Gordon Smith at The Congomerate blog writes that the offer that Kerkorian just made for Chrysler does not trigger Revlon duties under Delaware law for at least  2 reasons: One, Chrysler is part of a German company and so Delaware law likely will not apply. Two, it is only a division of a larger company and therefore, as it only involves the spinoff of a subsidiary, Revlon is not triggered. The good professor ends his post with a citation to the following  Delaware Chancery Court decision: Cf.  In re Toys "R” Us, Inc. Shareholder Litigation, 877 A.2d 975 (Del.Ch. 2005).

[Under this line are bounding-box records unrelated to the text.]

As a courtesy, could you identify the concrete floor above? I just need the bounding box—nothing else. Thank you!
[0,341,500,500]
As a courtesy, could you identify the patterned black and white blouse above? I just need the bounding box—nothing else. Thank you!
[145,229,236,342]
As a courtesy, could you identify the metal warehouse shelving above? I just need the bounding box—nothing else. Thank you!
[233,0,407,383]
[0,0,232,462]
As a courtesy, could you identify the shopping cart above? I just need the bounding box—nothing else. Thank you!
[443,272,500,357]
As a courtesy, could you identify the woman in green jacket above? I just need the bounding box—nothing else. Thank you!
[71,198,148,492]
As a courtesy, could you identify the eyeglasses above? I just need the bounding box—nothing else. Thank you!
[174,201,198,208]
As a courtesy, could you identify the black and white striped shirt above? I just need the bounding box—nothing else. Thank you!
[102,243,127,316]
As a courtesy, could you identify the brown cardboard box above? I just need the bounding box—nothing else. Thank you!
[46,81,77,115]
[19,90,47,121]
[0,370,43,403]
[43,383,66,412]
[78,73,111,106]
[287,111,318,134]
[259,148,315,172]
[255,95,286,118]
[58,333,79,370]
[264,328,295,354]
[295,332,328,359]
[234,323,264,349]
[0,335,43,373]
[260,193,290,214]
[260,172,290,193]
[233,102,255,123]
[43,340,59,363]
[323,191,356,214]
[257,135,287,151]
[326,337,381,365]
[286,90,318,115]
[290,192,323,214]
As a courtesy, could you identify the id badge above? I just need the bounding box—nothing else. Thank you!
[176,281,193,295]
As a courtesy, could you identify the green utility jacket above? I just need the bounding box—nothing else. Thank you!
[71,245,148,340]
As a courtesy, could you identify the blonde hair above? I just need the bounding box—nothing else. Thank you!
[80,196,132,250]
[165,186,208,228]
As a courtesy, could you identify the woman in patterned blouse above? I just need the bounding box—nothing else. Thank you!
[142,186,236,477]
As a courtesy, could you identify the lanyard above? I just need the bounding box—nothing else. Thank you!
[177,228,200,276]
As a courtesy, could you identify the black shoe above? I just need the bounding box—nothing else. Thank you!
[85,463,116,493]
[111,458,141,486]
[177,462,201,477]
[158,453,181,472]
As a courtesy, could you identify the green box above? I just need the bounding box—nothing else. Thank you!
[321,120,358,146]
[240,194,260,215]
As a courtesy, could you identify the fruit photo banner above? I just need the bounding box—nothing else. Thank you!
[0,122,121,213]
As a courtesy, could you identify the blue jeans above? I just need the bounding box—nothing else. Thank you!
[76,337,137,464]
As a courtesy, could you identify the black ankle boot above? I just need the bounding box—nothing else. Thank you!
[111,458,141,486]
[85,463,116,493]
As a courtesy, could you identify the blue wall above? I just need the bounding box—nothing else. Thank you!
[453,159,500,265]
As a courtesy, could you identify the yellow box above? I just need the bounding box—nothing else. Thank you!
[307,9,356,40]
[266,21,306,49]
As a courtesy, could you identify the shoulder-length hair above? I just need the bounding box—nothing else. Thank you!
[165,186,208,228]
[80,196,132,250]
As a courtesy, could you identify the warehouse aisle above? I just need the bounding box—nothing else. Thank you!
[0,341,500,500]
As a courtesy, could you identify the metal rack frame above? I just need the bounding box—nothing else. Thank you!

SUPPLEMENT: Elizabeth Nowicki of the Truth on the Market blog provides insightful commentary about when the Revlon duty (to maximize shareholder value when the company is for sale),  applies in the context of a sale to a strategic buyer, but when the same company is sold to a private equity firm, the entire fairness standard is applied (to the extent it involves the board being on both sides of the transaction when they negotiate to keep their jobs after the purchase by a private equity firm, as opposed to a strategic competitor in which they likely will lose their jobs.) She supplements her commentary with remarks on the topic by Vice Chancellor Leo Strine, Jr. of the Delaware Chancery Court  who was on a panel at the recent Tulane Corporate Law seminar. 

STILL MORE: A long list of colorful quotes from His Honor at the  Tulane seminar are captured here by the WSJ’s Deal Journal blog.